- Illinois state flag
- Active: August 30, 1862 – June 15, 1865
- Disbanded: June 15, 1865
- Country: United States
- Allegiance: Union
- Branch: Infantry
- Engagements: American Civil War Skirmish at Bardstown Kentucky; Skirmish at Lavergne; Battle of Stone's River; Battle of Chickamauga; Siege of Chattanooga; Battle of Missionary Ridge; Battle of Rocky Face Ridge; Battle of Resaca; Battle of Kennesaw Mountain; Battle of Jonesborough; Battle of Franklin; Battle of Nashville;

Commanders
- Notable commanders: Frederick A. Bartleson;

= 100th Illinois Infantry Regiment =

The 100th Regiment Illinois Volunteer Infantry was an infantry regiment that served in the Union Army during the American Civil War.

== Service ==
The 100th Illinois Infantry was organized at Joliet, Illinois, By Colonel Frederick A. Bartleson and mustered into Federal service on August 30, 1862.

The Regiment's First Battle was a Skirmish at Bardstown Kentucky, Where it was ordered by General Haskell To make a Charge, The Regiment yelled and Charged Forward, Driving the enemy through the Town and Two miles Beyond.

The Regiment took part in the battle of Stone's River, where it gallantly charged at the Confederates after being held in reserve, Holding their ground without Protection, And the Confederates Fell back under the cover of the breast works, The Regiment Suffered 24 Killed and 80 Wounded, and the next day, after a desperate Charge, Colonel Frederick A. Bartleson and 14 Men were Captured.

The next battle they took part was at Missionary Ridge, where it was on the left of Sheridan's Division, The regiment charged directly in front of Orchard's Knob, then carried the Ridge, capturing many prisoners and a Confederate Battery, Pursuing the enemy far into the night, Driving the Confederates across the Chickamauga River.

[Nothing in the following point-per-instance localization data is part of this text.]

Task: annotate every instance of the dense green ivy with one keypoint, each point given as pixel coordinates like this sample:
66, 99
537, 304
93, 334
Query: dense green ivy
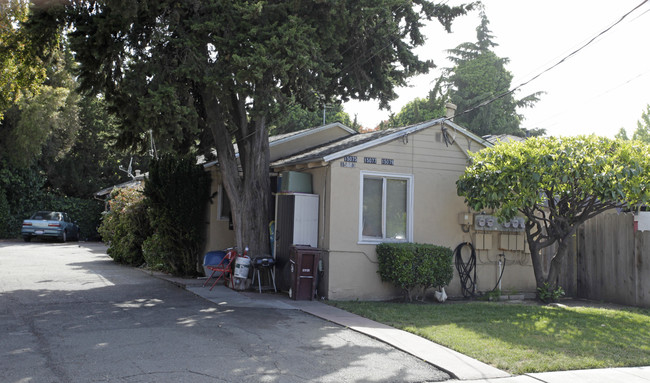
125, 226
22, 193
177, 192
413, 266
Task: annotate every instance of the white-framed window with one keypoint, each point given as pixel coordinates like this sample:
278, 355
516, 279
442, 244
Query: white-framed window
223, 209
386, 207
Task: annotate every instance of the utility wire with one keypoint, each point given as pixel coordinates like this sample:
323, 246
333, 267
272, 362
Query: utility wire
489, 101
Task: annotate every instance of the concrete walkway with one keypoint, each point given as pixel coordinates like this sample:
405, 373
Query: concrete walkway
461, 367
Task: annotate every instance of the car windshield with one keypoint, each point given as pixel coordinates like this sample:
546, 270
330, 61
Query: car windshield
47, 215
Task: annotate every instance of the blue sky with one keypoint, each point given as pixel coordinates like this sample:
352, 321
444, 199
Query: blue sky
602, 88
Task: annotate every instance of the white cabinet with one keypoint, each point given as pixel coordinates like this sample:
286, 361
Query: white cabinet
296, 223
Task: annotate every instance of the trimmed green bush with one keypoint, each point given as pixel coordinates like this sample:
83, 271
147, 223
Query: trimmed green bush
125, 226
177, 191
415, 267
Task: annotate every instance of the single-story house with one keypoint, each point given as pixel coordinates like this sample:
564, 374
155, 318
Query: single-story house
356, 190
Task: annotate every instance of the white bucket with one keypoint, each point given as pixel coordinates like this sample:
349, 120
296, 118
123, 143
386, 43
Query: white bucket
242, 267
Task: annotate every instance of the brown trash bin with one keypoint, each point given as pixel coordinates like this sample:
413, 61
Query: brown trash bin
303, 261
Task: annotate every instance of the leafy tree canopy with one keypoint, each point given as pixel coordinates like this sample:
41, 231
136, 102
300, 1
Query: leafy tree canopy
22, 56
557, 184
479, 75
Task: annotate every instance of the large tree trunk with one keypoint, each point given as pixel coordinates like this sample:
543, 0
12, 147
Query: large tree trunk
551, 278
249, 189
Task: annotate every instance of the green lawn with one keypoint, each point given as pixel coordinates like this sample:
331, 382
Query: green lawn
522, 338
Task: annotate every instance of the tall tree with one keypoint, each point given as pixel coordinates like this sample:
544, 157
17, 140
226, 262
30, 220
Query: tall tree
556, 184
478, 76
195, 69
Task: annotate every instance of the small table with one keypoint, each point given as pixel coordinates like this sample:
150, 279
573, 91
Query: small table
264, 263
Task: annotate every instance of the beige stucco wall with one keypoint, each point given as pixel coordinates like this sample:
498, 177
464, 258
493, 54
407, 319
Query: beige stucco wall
351, 267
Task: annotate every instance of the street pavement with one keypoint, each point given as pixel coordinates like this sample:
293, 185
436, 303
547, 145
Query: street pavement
68, 313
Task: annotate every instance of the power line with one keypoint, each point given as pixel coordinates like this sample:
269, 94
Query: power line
489, 101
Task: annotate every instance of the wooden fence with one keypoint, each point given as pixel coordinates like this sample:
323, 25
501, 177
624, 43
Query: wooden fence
608, 261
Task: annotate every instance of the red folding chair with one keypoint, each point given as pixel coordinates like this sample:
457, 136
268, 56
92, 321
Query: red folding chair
224, 268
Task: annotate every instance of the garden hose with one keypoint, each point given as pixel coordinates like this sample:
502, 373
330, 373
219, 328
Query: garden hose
466, 270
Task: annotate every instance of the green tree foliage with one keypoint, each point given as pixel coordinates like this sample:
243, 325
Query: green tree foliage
210, 71
420, 110
557, 184
92, 163
414, 267
125, 226
642, 132
177, 192
41, 127
479, 75
22, 69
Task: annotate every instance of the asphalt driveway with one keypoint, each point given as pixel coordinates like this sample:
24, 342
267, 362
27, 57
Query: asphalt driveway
68, 313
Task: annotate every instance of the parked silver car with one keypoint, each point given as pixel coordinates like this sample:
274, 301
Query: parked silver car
50, 224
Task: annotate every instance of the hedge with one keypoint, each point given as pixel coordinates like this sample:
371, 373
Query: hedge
414, 267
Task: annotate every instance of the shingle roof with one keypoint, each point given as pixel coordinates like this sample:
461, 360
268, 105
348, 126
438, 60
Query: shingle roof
360, 141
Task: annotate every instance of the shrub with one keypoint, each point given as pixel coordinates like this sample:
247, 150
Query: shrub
177, 192
125, 226
413, 266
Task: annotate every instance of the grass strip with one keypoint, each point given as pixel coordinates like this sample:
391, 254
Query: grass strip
523, 338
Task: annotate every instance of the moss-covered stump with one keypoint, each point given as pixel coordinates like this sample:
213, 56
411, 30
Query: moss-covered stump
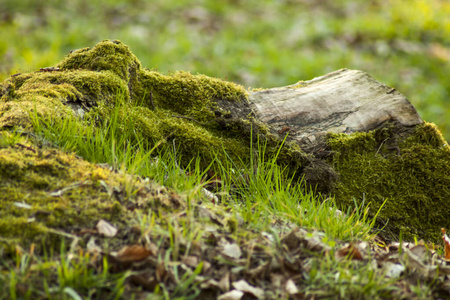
399, 159
410, 169
196, 113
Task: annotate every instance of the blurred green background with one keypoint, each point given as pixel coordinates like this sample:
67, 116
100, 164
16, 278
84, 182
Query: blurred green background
257, 43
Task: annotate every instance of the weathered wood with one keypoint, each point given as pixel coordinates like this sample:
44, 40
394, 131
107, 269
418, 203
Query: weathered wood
343, 101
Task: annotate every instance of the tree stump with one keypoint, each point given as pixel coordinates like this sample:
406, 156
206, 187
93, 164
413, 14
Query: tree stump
346, 134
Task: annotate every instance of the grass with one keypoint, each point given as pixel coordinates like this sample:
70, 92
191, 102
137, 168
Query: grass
257, 44
404, 44
254, 199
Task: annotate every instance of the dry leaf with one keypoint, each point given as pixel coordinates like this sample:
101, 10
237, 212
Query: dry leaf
133, 253
191, 261
393, 270
106, 229
243, 286
224, 283
92, 247
231, 295
291, 288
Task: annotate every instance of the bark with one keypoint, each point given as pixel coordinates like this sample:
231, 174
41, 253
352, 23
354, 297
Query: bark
344, 101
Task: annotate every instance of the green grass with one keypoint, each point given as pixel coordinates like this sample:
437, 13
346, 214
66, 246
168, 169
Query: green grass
402, 43
258, 44
254, 198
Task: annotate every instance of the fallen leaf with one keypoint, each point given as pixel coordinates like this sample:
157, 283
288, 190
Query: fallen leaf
291, 288
243, 286
231, 250
191, 261
393, 270
133, 253
92, 247
106, 229
224, 283
231, 295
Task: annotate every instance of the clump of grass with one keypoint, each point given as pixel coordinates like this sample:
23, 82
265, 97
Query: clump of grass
261, 193
60, 275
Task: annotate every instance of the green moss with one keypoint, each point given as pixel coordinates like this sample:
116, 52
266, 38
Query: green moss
413, 173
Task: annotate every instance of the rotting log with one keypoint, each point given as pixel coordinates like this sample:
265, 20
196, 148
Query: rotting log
348, 135
344, 101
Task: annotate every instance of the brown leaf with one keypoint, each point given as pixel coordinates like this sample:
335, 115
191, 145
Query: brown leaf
231, 295
133, 253
291, 288
243, 286
191, 261
106, 229
224, 283
231, 250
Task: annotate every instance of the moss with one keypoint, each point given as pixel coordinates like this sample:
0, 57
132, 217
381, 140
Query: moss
44, 190
412, 172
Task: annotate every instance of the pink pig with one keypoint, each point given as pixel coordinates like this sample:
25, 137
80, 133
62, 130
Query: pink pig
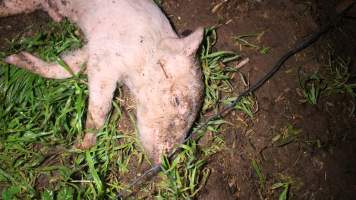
132, 42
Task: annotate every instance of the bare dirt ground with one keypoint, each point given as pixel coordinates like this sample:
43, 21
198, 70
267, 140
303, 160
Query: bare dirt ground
319, 162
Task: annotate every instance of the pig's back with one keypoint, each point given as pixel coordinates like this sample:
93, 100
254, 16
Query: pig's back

The regiment was mustered out on June 12, 1865, and discharged at Chicago, Illinois, on June 15, 1865.

== Total strength and casualties ==
The regiment suffered 7 officers and 73 enlisted men who were killed in action or who died of their wounds and 134 enlisted men who died of disease, for a total of 214 fatalities.

== Commanders ==
- Colonel Frederick A. Bartleson - killed in action at the Battle of Kennesaw Mountain on June 23, 1864.
- Lieutenant Colonel Charles M. Hammond - Mustered out with the regiment.